Now arts sponsorship can achieve similar things for you, too. Many of you will know that last year Saatchi & Saatchi completed a huge research project for the Australia Council for the Arts, and it gave us some valuable insights into how Australians think about the arts, and a real sense of what works and what doesn’t in arts sponsorships.

Our artistic community is absolutely vital to social cohesion. They tell us our stories – who we are – how we became the way we are – they thrill us, inspire us, move us and make our national identity tangible to us.

So if you want to thrill and inspire and move your customers, maybe an arts sponsorship is the way to go – but if you accept the principles I’ve been talking about tonight, then you’ll think about supporting the arts in a totally new light.

Our research indicated that the general public is pretty cynical about arts sponsorships – they regard them as treats for elites – the mechanism by which the chardonnay set gets their photo in the social pages, but if you approach supporting the arts with a view towards making a contribution towards social cohesion, you might take a very different approach.

You could take your most important clients along to a performance, with the dreaded cocktail party to follow – but hey - let’s get creative.

Create events in your workplace, in your community, in your biggest customers’ workplace, at your local high school. Involve them in your export programme – your advertising campaign (look at the great campaign for Intel with New York’s Blue Man Group for an inspiring way to use artists).

The business community needs to rethink its approach to arts sponsorship – too much of what we do is safe, predictable, contributes nothing to the community, and is of limited promotional value.

It doesn’t have to be like this.

By supporting our artistic community, and using that support to demonstrate our commitment to building social cohesion, and by maintaining that commitment over time, we can begin to rebuild trust in our brands, businesses, and reputations.

Most artists earn less than your secretary – and many artists have the capacity to make a contribution to restoring and maintaining the social cohesion that ensures the stable operating environment we all need.

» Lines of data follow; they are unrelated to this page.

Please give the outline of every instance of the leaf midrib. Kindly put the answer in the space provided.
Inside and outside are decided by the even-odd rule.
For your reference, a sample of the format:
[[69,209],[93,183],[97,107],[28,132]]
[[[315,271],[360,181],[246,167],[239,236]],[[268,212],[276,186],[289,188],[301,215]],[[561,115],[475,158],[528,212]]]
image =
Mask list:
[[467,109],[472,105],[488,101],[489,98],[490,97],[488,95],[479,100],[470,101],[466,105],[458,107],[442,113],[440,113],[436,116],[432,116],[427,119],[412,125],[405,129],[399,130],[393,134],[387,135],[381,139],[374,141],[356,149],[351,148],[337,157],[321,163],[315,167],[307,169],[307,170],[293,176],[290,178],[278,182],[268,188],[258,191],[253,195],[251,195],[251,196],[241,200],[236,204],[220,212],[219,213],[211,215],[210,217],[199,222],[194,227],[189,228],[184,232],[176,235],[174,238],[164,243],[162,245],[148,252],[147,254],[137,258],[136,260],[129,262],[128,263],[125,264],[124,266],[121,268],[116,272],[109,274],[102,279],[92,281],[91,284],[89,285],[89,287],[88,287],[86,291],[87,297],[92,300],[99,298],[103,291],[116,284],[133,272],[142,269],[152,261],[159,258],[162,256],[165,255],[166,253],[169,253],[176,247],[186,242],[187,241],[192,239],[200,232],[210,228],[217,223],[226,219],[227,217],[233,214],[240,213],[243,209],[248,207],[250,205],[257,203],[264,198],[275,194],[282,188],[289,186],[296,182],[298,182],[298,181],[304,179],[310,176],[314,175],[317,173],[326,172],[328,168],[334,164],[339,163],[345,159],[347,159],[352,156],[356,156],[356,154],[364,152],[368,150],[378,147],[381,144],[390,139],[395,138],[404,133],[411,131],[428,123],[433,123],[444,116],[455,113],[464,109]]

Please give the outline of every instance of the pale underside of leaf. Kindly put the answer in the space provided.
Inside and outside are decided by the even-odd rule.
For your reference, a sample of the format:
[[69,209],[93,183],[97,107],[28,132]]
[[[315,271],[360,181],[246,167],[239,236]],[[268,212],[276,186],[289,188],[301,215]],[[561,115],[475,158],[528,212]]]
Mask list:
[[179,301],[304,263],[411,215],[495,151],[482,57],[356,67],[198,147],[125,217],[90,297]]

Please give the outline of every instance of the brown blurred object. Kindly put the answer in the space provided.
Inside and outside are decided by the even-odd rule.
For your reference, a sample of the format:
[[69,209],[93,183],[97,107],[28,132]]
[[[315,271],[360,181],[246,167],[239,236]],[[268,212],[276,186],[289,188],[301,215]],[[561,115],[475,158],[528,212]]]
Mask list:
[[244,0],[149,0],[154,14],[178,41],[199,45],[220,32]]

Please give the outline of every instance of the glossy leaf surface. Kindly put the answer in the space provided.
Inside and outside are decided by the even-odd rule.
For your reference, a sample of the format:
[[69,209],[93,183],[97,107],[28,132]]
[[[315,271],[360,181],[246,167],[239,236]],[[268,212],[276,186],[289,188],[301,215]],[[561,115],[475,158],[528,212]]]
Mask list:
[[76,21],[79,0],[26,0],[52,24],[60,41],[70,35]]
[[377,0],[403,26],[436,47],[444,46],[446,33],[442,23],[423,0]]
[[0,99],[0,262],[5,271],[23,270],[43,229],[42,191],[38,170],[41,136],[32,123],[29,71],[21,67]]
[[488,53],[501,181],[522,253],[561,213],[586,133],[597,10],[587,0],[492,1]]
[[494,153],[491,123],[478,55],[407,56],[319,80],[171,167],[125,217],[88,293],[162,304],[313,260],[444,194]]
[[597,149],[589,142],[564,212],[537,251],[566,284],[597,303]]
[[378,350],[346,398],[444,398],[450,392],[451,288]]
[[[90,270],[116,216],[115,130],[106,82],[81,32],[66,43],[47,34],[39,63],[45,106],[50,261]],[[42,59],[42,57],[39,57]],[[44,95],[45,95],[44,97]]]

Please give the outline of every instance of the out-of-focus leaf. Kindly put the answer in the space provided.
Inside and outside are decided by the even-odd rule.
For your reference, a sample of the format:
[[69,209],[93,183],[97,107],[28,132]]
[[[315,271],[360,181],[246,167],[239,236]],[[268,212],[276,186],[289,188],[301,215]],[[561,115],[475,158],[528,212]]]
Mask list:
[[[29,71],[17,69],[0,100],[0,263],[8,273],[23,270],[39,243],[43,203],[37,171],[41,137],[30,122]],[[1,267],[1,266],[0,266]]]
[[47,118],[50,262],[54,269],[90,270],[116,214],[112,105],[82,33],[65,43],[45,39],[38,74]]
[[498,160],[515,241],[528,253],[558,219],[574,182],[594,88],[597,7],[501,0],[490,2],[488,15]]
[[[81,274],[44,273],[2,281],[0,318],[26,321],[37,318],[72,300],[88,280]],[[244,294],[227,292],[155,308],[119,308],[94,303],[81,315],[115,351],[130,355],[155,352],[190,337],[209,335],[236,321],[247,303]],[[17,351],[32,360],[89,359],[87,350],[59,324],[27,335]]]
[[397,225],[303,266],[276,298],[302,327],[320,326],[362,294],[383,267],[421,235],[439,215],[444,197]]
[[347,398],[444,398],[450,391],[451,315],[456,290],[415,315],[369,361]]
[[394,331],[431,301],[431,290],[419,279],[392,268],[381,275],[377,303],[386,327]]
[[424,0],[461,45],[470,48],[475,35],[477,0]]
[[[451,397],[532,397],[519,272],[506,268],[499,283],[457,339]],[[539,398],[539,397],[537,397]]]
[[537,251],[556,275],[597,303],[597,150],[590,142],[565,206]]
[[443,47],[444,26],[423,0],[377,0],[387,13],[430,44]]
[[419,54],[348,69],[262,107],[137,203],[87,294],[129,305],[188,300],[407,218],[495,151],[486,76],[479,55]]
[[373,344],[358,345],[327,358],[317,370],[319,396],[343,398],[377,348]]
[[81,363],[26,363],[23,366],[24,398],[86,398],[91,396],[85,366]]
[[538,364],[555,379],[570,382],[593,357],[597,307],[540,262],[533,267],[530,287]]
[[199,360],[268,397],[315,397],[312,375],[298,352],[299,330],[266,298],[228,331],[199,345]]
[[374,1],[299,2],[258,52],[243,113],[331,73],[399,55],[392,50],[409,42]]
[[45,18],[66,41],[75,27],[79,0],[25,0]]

The tribal elders here this evening (including me) have a particular responsibility for increasing shareholder value, but it seems to me that over time, we have come to define value much more narrowly than I suspect was originally intended. Value is a lot more than the cost of something. We tell our children that – perhaps we should demonstrate that we believe it to be true.

We hear a lot about leadership these days – but mostly it seems to be in the context of its absence. I come from a slightly different perspective – leadership, for me, is a matter of personal responsibility. I’m an immensely privileged person to have had the freedom to have lived the life I have, and that means I have a personal responsibility to make a contribution to this country I love.

To those leaders in waiting who’ve graced us with their presence this evening, can I say that business is a broad church. If an ageing leftie like me can make it, then there’s hope for us all. Leadership is both a privilege and a pleasure, and the opportunity to give something back to the communities that sustained us along the way is one of its chief joys.

That’s something that those of us in leadership positions now need to remember, and those of you who succeed us should never forget.